Self-crucifixion, Good Friday-style
One has to wonder about the logistics of carrying this out:
SEOUL, May 4 (UPI) — A South Korean man with a religious obsession crucified himself around Easter, police said.
The body of the 58-year-old taxi driver was discovered Sunday in an abandoned quarry in Mungyeong in North Gyeongsang province, The Korea Herald reported. He was nailed to a wooden cross.
Police said the man went to great lengths to simulate Jesus’ crucifixion. He was wearing only underpants and a headdress resembling a crown of thorrns (sic), had a wound on his right side and had drilled holes in his palms.
Such is the power of religion to drive a person to such lengths.
Luckily for all of us, most people don’t really believe the entire program of Christianity. If they did, they would, en masse, abandon their families, sell all their possessions, as Christ commands in Matt. 19, and go and evangelize “to the ends of the earth.” Of course, that quote in the Bible is made to be taken figuratively, we are told, so as to get believers off the hook for not carrying out its real implications, implications that are far too radical and dangerous for modern Christians to digest. We are told that Christ is not saying to give everything to the poor, but only to submit your whole selves to him spiritually. But in context, this is not what Jesus meant in the passage. If Jesus were talking in spiritual terms, he probably would have said so, and the rich man would not have walked away in sadness, since the man already indicated that he was willing to meet spiritual goals like keeping the commandments. He was not, however, willing to give up his physical possessions, thus walking away in sadness. Jesus, if he actually said those words in the first place, gave no excuses for his radical command nor made any redactions to it.

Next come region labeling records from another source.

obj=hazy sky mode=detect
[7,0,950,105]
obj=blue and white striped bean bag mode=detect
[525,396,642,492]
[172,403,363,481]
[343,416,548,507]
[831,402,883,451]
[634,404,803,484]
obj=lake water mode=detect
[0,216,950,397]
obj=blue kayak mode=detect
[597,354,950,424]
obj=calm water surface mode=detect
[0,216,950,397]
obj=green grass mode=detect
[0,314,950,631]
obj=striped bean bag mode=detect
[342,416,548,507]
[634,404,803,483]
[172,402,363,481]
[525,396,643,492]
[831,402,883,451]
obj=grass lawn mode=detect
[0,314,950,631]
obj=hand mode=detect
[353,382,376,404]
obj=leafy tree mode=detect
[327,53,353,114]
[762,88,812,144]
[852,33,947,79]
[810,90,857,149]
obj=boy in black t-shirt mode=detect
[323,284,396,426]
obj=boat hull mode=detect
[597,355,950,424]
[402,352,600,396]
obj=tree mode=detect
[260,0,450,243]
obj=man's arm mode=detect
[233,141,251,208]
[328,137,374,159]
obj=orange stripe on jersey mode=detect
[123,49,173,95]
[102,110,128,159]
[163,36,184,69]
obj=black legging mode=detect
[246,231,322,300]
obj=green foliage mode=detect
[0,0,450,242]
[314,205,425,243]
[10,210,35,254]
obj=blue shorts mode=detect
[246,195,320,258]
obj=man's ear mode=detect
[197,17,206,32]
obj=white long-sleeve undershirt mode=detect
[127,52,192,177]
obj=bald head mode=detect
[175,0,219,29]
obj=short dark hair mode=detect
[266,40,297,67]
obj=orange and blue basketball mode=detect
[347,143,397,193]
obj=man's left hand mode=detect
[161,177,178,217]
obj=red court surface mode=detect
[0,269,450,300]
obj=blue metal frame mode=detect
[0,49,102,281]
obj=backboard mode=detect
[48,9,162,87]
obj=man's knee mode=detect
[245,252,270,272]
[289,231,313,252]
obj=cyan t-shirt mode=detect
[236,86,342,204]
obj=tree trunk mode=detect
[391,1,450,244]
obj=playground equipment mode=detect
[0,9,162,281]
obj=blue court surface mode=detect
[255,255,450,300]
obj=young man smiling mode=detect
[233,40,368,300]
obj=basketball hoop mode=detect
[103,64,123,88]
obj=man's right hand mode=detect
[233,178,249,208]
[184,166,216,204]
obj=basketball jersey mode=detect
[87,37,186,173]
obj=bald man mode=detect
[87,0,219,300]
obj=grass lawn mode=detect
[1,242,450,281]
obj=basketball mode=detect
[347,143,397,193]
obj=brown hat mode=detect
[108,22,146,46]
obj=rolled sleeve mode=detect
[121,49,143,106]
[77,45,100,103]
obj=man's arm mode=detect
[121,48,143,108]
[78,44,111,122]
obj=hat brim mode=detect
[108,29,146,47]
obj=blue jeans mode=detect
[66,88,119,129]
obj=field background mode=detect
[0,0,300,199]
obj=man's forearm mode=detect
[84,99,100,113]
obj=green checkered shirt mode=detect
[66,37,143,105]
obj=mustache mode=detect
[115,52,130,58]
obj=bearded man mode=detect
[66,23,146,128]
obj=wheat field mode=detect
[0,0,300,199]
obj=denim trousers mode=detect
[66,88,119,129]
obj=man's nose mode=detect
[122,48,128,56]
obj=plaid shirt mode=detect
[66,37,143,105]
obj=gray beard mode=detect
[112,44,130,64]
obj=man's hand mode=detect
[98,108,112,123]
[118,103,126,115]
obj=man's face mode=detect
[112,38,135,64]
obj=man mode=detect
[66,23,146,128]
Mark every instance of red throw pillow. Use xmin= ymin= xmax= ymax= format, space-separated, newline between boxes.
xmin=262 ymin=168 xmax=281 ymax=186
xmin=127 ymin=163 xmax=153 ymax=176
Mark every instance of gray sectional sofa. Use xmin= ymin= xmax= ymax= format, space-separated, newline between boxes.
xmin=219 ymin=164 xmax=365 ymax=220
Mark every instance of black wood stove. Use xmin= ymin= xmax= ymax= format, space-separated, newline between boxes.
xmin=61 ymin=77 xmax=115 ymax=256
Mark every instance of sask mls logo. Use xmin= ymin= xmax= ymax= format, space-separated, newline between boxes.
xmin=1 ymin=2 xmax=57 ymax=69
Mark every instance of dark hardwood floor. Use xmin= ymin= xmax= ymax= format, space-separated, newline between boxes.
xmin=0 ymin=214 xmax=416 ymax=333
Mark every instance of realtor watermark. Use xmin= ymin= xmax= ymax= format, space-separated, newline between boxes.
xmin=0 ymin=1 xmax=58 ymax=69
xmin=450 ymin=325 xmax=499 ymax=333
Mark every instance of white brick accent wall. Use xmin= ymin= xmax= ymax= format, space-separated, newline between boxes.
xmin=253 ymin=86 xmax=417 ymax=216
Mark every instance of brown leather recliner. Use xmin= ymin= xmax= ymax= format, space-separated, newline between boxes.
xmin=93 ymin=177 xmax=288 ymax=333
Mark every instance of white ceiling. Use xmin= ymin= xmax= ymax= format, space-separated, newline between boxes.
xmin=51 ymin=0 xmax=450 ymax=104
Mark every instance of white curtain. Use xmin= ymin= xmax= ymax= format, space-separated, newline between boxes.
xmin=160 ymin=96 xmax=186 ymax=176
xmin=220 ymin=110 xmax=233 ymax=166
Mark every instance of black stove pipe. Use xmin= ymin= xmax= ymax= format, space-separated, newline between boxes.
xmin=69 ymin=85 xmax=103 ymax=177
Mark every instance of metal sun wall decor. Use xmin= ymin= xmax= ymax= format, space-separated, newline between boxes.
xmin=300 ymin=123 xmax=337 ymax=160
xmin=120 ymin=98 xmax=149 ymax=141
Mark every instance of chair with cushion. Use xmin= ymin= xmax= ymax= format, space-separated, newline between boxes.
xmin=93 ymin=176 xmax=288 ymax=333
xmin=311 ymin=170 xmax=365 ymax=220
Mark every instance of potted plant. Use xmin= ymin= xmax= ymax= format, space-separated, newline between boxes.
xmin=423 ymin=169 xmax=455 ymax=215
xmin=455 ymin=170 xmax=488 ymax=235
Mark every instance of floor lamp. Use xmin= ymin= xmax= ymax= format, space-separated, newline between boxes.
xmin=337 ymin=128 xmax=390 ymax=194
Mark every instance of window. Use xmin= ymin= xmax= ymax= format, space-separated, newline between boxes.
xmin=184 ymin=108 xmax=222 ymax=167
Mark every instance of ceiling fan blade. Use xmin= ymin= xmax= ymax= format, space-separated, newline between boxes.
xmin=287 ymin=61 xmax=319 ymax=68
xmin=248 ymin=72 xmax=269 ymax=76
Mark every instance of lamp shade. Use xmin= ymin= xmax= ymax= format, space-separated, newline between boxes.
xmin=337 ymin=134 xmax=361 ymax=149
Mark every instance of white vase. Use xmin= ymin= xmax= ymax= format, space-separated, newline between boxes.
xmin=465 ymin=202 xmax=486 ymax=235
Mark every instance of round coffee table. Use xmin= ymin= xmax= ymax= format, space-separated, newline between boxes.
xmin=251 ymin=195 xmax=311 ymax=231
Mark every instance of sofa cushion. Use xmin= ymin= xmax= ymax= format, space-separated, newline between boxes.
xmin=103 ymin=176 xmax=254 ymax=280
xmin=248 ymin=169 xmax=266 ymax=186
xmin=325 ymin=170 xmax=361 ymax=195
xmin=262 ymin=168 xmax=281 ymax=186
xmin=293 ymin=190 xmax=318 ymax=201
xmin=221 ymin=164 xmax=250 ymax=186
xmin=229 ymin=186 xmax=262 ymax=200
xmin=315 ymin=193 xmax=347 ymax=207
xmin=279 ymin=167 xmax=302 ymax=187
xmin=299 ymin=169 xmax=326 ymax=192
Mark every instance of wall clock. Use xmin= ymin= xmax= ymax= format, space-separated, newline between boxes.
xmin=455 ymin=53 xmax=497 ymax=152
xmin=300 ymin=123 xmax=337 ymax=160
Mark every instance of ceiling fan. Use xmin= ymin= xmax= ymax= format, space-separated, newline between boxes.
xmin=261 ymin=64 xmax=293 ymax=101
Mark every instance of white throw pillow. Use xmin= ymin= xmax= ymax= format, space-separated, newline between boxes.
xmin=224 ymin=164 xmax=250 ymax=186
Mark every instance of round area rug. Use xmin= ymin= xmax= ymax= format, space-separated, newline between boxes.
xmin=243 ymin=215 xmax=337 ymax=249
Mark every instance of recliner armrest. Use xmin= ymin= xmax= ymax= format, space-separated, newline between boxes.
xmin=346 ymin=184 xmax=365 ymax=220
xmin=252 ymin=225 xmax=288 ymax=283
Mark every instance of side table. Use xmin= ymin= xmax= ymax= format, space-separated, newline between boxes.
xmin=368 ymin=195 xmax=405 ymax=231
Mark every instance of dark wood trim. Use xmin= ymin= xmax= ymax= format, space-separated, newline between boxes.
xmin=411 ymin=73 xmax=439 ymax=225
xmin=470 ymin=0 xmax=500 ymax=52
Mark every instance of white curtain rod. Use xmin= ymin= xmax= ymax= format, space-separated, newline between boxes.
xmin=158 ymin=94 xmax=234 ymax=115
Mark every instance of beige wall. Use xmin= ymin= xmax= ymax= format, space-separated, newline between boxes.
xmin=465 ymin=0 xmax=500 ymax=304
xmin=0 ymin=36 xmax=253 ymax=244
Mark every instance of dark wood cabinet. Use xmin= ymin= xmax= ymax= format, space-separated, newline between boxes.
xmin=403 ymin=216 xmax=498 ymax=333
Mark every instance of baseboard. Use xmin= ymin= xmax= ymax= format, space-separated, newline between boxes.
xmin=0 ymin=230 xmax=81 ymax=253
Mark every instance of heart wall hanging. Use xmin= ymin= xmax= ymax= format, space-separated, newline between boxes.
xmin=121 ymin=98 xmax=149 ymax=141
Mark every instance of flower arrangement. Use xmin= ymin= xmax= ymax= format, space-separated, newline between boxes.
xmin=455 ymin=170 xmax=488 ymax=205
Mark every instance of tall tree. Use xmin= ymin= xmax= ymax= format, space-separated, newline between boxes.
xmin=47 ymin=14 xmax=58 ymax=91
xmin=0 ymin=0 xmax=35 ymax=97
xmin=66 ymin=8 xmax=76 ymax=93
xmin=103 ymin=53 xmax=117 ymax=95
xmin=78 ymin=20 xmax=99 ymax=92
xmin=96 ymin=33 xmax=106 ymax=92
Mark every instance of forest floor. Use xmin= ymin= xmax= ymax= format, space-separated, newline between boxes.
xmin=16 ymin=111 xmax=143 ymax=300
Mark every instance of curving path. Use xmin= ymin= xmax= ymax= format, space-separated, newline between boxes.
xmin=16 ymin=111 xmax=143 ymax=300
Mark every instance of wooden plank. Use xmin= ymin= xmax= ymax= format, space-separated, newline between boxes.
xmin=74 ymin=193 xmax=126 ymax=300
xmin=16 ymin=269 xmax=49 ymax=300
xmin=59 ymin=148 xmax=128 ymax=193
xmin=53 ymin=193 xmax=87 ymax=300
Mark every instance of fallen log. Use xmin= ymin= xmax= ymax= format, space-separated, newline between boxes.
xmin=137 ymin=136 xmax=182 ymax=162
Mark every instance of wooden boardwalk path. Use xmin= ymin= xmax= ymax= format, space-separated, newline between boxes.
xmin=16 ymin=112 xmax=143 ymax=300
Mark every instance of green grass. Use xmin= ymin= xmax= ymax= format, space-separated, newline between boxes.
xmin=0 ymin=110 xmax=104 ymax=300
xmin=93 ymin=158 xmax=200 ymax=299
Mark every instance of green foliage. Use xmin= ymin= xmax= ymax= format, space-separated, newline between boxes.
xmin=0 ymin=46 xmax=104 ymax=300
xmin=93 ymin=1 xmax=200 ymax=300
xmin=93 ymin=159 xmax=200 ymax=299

Of course, this South Korean fellow appears to have taken his beliefs to a new level of radicalism. Not only did he (presumably) die with Christ spiritually, but he did physically and in a like manner. The logistics of physically nailing your own hands and feet to a cross must have been tricky. Also tricky: did this guy believe he was quickening his eternal “walk” with God, or is he now, according to doctrine, in hell for committing murder (of himself)? It’s inconsequential at this point, and to me especially, but you can’t say the guy didn’t appreciate some good old fashioned symbolism.